Thirty per cent raspberry juice has been added to this lambic beer and the resulting colour is a mid-ruby with a dark pink foamy “head”. And yes, raspberries do feature in the flavours.  There is also a fruity aroma. All in all, with its mini abv of 2.5%, this is  lovely drink, fruity and slightly fizzy. Lindeman’s Framboise can be used in cooking and in cocktails but as a drink be sure and serve it cold, at 2-3 degrees centigrade. Serve it as an aperitif or pair with Endive salad and desserts such as Chocolate fondant cake, cheesecake, raspberries, ice cream. 


Being the middle of winter, I didn’t have fresh raspberries handy but did have the fantastic Raspberry sorbet by Yum Gelato plus some frozen loganberries (from the garden via the freezer). Not too sure that it was that much of a match but I certainly enjoyed sipping the beer on its own and could image pairing with garden berries and salads in the summertime.

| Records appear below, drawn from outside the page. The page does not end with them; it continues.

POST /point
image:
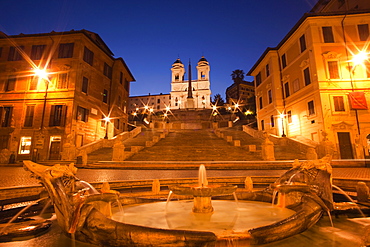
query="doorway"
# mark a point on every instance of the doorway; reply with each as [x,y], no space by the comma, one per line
[54,151]
[345,145]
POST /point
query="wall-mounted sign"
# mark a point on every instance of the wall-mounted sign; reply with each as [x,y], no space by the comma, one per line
[357,100]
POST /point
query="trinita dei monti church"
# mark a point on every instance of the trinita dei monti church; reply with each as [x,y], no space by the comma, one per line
[199,97]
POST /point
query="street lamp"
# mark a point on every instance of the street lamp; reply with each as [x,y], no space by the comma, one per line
[107,120]
[282,125]
[43,75]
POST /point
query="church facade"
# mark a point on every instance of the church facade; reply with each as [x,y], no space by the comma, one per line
[200,95]
[179,97]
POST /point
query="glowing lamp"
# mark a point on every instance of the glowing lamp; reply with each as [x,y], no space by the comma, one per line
[41,73]
[360,58]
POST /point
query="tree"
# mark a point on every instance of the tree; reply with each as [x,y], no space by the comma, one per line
[218,100]
[238,75]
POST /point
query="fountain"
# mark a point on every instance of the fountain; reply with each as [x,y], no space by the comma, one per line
[203,192]
[305,191]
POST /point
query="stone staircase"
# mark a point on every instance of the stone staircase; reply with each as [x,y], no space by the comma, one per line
[193,145]
[224,144]
[138,143]
[282,152]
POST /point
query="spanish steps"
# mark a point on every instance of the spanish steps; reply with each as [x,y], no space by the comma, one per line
[194,145]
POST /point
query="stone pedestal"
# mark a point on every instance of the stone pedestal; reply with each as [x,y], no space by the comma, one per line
[190,103]
[118,152]
[311,154]
[202,205]
[69,151]
[268,152]
[363,194]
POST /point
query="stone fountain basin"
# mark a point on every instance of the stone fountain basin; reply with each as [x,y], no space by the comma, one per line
[203,191]
[286,188]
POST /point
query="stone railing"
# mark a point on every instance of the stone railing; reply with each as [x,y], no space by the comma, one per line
[253,132]
[102,143]
[301,144]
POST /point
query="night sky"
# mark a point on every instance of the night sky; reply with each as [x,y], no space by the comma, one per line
[150,35]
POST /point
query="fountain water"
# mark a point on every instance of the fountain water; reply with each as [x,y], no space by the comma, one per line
[203,192]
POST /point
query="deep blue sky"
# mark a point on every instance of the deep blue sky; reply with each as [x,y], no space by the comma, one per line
[150,35]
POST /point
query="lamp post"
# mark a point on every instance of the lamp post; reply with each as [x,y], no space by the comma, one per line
[43,75]
[282,125]
[107,120]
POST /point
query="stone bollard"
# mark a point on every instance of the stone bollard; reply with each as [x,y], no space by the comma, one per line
[156,186]
[248,184]
[83,155]
[69,151]
[311,154]
[118,152]
[363,194]
[136,149]
[149,143]
[252,148]
[4,156]
[268,152]
[155,139]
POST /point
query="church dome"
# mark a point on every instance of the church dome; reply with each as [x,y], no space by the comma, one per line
[202,59]
[178,61]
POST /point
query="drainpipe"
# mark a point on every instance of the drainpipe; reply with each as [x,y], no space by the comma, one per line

Boon Geuze “Mariage Parfait” 2015 8%, 375ml bottle Bradley’s



Brewed in Lembeek, the village that gave Lambic its name, this Mariage Parfait comes in a cloudy gold, countless micro-bubbles rising to the white frothy head that lingers for a while. Beautiful rounded fruit in the complex aromas and that carries through to the palate where there is no shortage of fruit flavour, background tartiness and warming mouthfeel. 


Boon Geuze Mariage Parfait is unsweetened, unfiltered and unpasteurised and, tart and funky, is refreshing, distinctive and lingering. Absolutely delicious. Serve with with magret of duck, roast goose, seared foie gras, foie gras terrine, gamey pâtés, aged goat cheeses.


Geuze is made by blending young (1-year-old) and old (2- to 3-year-old) lambics, which is bottled for a second fermentation. Because the young lambics are not fully fermented, the blended beer contains fermentable sugars, which allow that second fermentation to occur.


Oude Geuze Boon L’Ancienne 2016/17 7.00%, 375ml bottle via Bradley’s



This Lambic has a mid-gold colour, shoals of bubbles racing towards the top; head is big  and soon fades to a thin disk. Sour is present in the aromas. And on the palate too of course but, with touches of citrus and oak amidst the fruit and spice, all’s in harmony, and this refreshing beer goes on to a pleasant lingering finish.


Oude Geuze Boon is regarded as one of the finest examples of the traditional 100% spontaneous fermentation Lambic style. This Lambic beer is aged for 1, 2 or 3 years in oak casks. The blend, a mild average 18 month old Lambic (unsweetened, unfiltered, unpasteurized) is refermented in the bottle and can be stored for up to 20 years.